Monday, March 29, 2010

Looking for a Job: Start by Cleaning your Online Reputation

Many college students are taking time this week to get into all kinds of debauchery while on Spring Break. For seniors, returning back to campus will find graduation approaching followed by looking for work in a less than flattering job market. Perhaps photos and descriptions of what happened on Spring Break may be best kept off of the Internet and out of the prying eyes of future employers. As a matter of fact, keeping all private information off the Internet is a good rule of thumb when looking for a job.

A 2009 study by Microsoft found that 79% of employers have said they have looked up potential applicants online prior to hiring. On top of that, 70% have stated that they have rejected candidates based on their findings.

High schoolers, don't think that you are out of the woods here. The more prestigious the college, the more they will use the same tactics to weed out potential troublemakers prior to acceptance into their program.

What to do?
Start out simple. Plug your name in quotes in the big three search engines, Yahoo!, Bing, and Google. See what comes up. If you have a common name like I do, you may want to throw a little bit more information in the search query such as the state you live (outside of the quotes). If you have used your middle name, etc. search that way as well.

Maybe plug in some other information, search for your e-mail address, phone number, even address. These are common things that perspective employers will have in front of them from your resume.

Did you find very little about yourself that could be incriminating?
Good. Now keep it that way and make it part of your routine to check up on your online presence at least monthly. Most employers have a six month "probationary period". They may do this check again at the end of the six months.
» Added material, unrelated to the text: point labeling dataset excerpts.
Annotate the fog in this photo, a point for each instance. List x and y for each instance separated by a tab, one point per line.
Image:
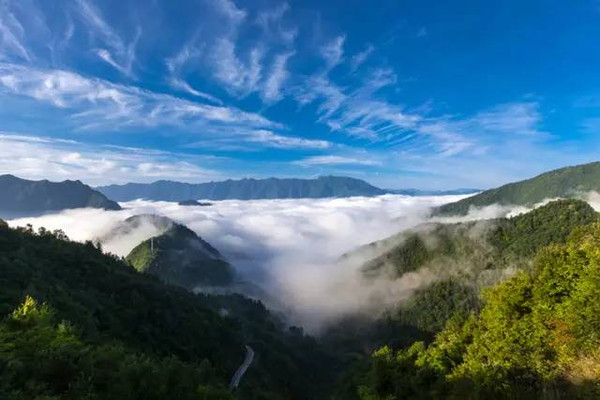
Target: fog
290	248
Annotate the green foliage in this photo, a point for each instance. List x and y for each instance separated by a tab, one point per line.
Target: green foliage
565	183
108	303
429	308
42	359
537	336
180	257
525	234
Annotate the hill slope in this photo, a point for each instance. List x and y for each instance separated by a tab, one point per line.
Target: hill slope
127	335
180	257
245	189
564	183
453	263
19	197
537	336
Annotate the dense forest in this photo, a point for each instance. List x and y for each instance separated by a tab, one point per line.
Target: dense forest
560	183
180	257
536	336
83	324
511	314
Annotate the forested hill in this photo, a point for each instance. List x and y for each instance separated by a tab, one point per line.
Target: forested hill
95	328
561	183
21	197
537	336
453	263
244	189
181	257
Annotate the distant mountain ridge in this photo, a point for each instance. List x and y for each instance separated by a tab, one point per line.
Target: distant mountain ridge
19	197
244	189
433	192
565	182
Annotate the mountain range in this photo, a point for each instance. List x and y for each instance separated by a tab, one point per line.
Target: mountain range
501	308
244	189
560	183
20	197
178	256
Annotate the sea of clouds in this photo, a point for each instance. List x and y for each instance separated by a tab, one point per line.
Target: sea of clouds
291	249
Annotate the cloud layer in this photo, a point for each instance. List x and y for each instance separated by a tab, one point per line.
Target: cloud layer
290	248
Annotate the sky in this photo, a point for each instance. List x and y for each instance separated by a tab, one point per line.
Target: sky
415	93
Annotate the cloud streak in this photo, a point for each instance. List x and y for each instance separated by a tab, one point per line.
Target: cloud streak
267	242
97	103
46	158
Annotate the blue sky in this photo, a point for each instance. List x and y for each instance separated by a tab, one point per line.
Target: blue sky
426	94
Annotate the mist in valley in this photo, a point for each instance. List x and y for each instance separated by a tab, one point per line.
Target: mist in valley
301	253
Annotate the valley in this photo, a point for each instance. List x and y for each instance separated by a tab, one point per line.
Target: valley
346	319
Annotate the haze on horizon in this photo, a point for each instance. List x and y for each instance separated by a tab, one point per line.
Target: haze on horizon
405	94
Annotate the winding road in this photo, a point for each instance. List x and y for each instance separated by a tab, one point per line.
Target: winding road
235	380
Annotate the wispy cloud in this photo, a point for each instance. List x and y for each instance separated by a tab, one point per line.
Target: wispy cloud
175	64
46	158
277	76
358	112
257	139
228	9
272	23
240	77
271	139
116	47
12	35
98	103
359	58
333	52
335	160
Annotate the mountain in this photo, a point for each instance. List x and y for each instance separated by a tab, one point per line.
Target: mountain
20	197
178	256
449	264
535	337
78	323
245	189
561	183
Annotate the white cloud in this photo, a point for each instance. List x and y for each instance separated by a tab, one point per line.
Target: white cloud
333	52
46	158
98	103
335	160
271	139
12	35
267	242
229	9
271	22
359	112
239	77
272	88
359	59
97	25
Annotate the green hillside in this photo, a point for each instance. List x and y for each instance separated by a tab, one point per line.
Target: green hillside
458	261
178	256
561	183
537	336
95	328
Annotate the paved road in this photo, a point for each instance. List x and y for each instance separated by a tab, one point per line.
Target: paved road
235	380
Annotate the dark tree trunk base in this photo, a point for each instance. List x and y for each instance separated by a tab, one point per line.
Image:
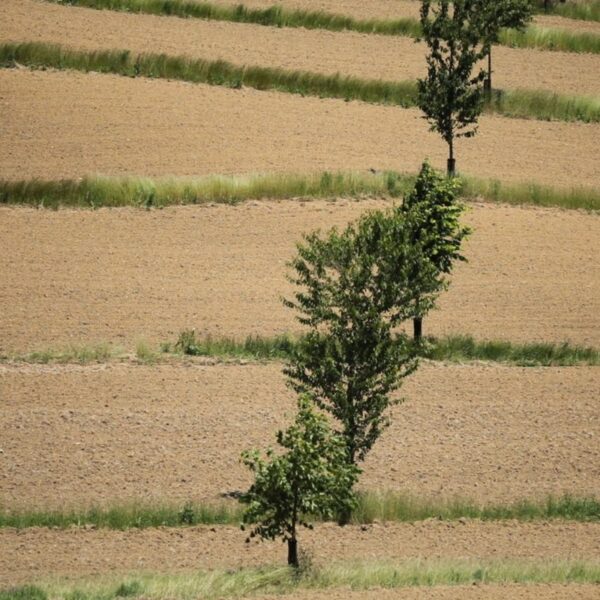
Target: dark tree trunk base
451	167
417	329
293	553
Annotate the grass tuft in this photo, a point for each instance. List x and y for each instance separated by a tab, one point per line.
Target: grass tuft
589	10
518	103
356	576
372	506
95	192
278	16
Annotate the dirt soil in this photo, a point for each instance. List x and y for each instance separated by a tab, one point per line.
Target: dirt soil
59	124
119	275
32	553
487	592
76	436
361	55
397	9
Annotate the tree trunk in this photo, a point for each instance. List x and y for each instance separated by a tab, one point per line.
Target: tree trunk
418	329
487	82
293	553
451	161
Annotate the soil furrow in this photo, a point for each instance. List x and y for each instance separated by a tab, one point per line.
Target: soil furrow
31	554
118	275
365	56
170	433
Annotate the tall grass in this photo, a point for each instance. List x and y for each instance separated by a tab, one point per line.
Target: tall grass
278	16
587	10
551	39
372	506
355	576
95	192
517	103
450	348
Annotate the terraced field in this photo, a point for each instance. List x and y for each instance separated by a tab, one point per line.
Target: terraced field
120	431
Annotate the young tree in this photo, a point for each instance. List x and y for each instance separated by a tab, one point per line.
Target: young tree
351	298
451	96
490	17
432	216
312	477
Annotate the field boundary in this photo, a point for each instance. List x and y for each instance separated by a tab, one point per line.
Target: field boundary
526	104
349	575
372	507
277	16
458	349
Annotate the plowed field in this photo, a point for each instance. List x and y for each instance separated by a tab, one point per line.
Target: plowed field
58	124
74	436
397	9
120	275
365	56
32	553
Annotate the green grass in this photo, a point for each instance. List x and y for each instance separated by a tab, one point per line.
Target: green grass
355	576
94	192
586	11
456	348
372	506
450	348
542	105
551	39
277	16
82	354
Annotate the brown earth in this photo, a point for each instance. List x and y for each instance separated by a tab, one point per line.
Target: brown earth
486	592
366	56
397	9
32	554
118	275
76	436
58	124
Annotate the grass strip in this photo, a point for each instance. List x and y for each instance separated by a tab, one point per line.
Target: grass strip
282	580
456	348
588	10
372	507
538	104
278	16
96	192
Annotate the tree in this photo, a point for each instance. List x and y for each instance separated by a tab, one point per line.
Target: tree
451	96
432	215
355	288
490	17
312	477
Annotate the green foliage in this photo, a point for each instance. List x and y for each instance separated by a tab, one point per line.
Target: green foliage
311	478
354	288
25	592
432	215
146	193
451	96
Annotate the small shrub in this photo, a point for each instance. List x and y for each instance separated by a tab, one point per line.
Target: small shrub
126	590
26	592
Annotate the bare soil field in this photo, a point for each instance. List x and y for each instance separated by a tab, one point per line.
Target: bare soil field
102	434
60	124
120	275
487	592
366	56
31	554
397	9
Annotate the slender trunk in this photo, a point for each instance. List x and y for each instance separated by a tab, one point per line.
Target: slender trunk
417	329
487	83
451	160
293	542
293	553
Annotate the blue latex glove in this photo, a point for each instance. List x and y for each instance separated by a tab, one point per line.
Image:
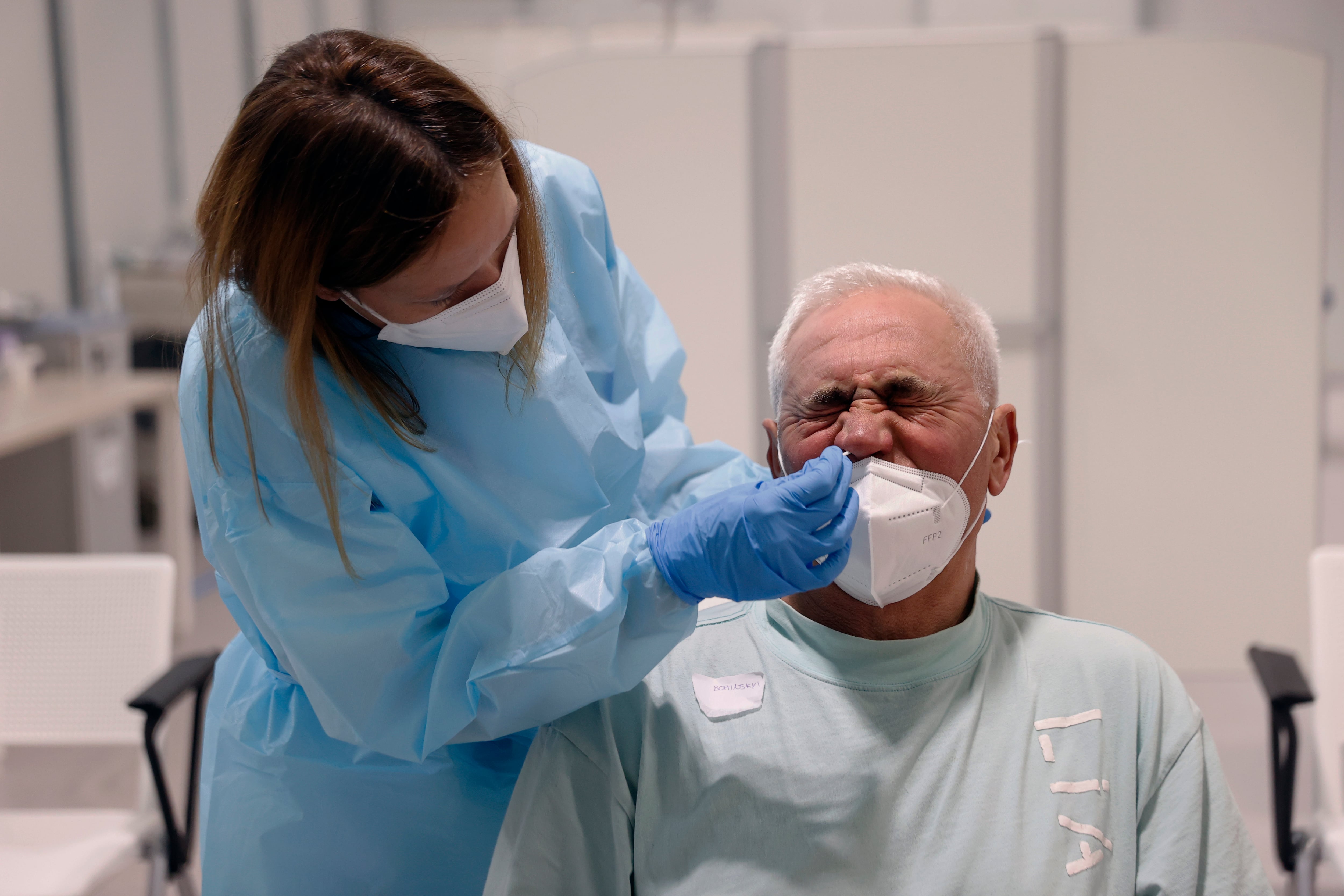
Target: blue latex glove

Did you find some things that you may not want the prying eyes of a potential college recruiter or employer to find?
Get rid of it. Go to the site that is hosting this information and write the site's Webmaster. Ask them to take down the comment you may have made or to remove any pictures or blog post that may involve you.

What about Facebook?
While you may feel that the default settings are fine, I would recommend making some changes to tighten them up. Doing some simple searching with some of the default security functions, I was able to do a search for a random name and could see the following:

- The individual's profile picture.
- The individual's friends, and more importantly their friend's profile pictures (just because your picture is pristine doesn't mean it won't play a role of what your friends are doing. You can have a picture of you sitting on a pew in church but just to the right is a picture of your Facebook friend polishing a beer bong and you will be guilty by association).
- Pages that the individual is a fan of (so being a fan of 'If you've ever called peach a slut while playing mario kart 64' may not be the best call).

I have two GeekyClown posts that you need to read to start out with:

1.) The most important thing is to keep Google from searching your Facebook page so you do not come up in their results - Tell Google to Stop Searching your Facebook Page. This page also details how to turn Facebook's search results to 'Only Friends' so they can't go into Facebook and search for you.

2.) Switch all of your privacy settings to 'Only Friends'. You can do that here - Update your Facebook Privacy Already. This will keep photos of you posted by others who may have tagged you out of the eyes of anyone you haven't become friends with.

NOTE: Once you get the job, be very careful who you become friends with on social networking sites. You don't want to invite your private and personal information into the work place. If you get that coworker friend request just ignore it and if they ask about it, tell them you don't ever use it and didn't even know that you got requested.

What about Twitter?
Twitter has more risk since anyone can follow you without you even knowing much about them. My recommendation would be to simply keep your personal name out of Twitter. Make your Twitter name something that is unique but not easily recognizable via Twitter. You can change it through the settings. If you feel it is important to keep your name on Twitter easily recognizable, protect your Tweets under the settings so that only people you approve will be able to see your Tweets.

Following this will keep employers from seeing your activities to keep you from getting that job or into college. Now, anything you do offline is up to you and common sense.